2. Darek, były operator ładowarki w największym na świecie producencie srebra, zawiózł mnie za Leszno, gdzie brat mój, zaocznie, postanowił kupić samochód seicento. Samochód czerwony. Z białym dachem i śladami Małysza na klapie silnika. Do tego z mocno przechodzonym wnętrzem.
No więc wracałem tym pojazdem. Okazał się być zadziwiająco sprawny. Skręcał, hamował, przyspieszał. (To ostanie, w pewnych granicach) Po stu kilometrach się okazało, że spalił 6,2 litra LPG.
Ze dwa razy po drodze próbowałem wyprzedzać. Mimo iż te próby były skuteczne, sam proces był bardzo dotkliwy.
W każdym razie podróż zakończyłem z konstatacją, że muszę codziennie dziękować Bogu, że nie muszę na co dzień jeździć samochodem takim jak seicento.
Przed Lesznem, przy tzw. wahadełku, czerwone złapało mnie przed drogowskazem na Górzno.
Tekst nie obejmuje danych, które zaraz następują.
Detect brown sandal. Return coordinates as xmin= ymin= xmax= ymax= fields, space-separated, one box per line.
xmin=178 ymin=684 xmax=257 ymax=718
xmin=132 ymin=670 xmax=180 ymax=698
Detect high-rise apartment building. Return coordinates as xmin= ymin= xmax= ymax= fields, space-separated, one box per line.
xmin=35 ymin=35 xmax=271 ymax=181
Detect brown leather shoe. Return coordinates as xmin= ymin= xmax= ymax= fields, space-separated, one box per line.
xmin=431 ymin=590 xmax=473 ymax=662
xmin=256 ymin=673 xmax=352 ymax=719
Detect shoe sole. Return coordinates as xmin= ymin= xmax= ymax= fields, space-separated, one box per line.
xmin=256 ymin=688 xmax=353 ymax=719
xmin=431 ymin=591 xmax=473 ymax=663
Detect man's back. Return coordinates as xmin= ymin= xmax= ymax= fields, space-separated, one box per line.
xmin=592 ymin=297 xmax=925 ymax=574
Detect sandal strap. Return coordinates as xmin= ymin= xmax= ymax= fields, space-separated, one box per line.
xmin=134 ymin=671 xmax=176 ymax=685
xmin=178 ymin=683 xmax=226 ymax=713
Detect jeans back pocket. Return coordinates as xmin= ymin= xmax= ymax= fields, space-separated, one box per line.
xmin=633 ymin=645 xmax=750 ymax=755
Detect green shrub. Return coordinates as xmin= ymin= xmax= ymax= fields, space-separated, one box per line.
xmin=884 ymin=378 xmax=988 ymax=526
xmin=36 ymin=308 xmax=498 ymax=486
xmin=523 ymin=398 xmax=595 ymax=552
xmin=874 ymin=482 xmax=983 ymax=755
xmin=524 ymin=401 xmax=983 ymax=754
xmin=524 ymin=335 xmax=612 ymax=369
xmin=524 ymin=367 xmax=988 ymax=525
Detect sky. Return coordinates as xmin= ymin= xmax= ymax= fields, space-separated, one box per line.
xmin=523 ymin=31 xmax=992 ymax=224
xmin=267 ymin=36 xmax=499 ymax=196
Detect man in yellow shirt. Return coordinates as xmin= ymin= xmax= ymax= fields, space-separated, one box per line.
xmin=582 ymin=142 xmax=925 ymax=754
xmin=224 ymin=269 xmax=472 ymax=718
Potraktowałem to czerwone jako znak i skręciłem, żeby zobaczyć, jak dziś wygląda pałac, w którym spędziłem parę tygodni, chyba w siódmej klasie. A może szóstej. A może piątej. Choć raczej później. W sanatorium.
To było drugie sanatorium w moim życiu. Pierwsze było w Szklarskiej Porębie. I chyba lepiej pamiętam to pierwsze. Najwyraźniej było bardziej traumatyczne. 1978. Wtedy miałem lat sześć. Pamiętam jak autobus nas przywiózł koło pierwszej w nocy. Z sanatorium wyszła pielęgniarka. Wyszła i zakrzyknęła: na chuj mi te dzieci.
W sanatorium w Górznie personel takich słów nie używał. W przeciwieństwie do pensjonariuszy.
3. Obejrzeliśmy najnowszy odcinek „Pingwina”. Bardzo jest to porządne. Po raz pierwszy dotarło do mnie, że skoro to Gotham, to powinien się pojawić Batman.
Brat mój przyjechał spóźnionym pół godziny pociągiem, by zabrać seicento i dojechać do pracy na ósmą. Złą informacją jest, że seicento nie ma kontrolki ręcznego, więc jechał dobre sto kilometrów z zaciągniętym ręcznym.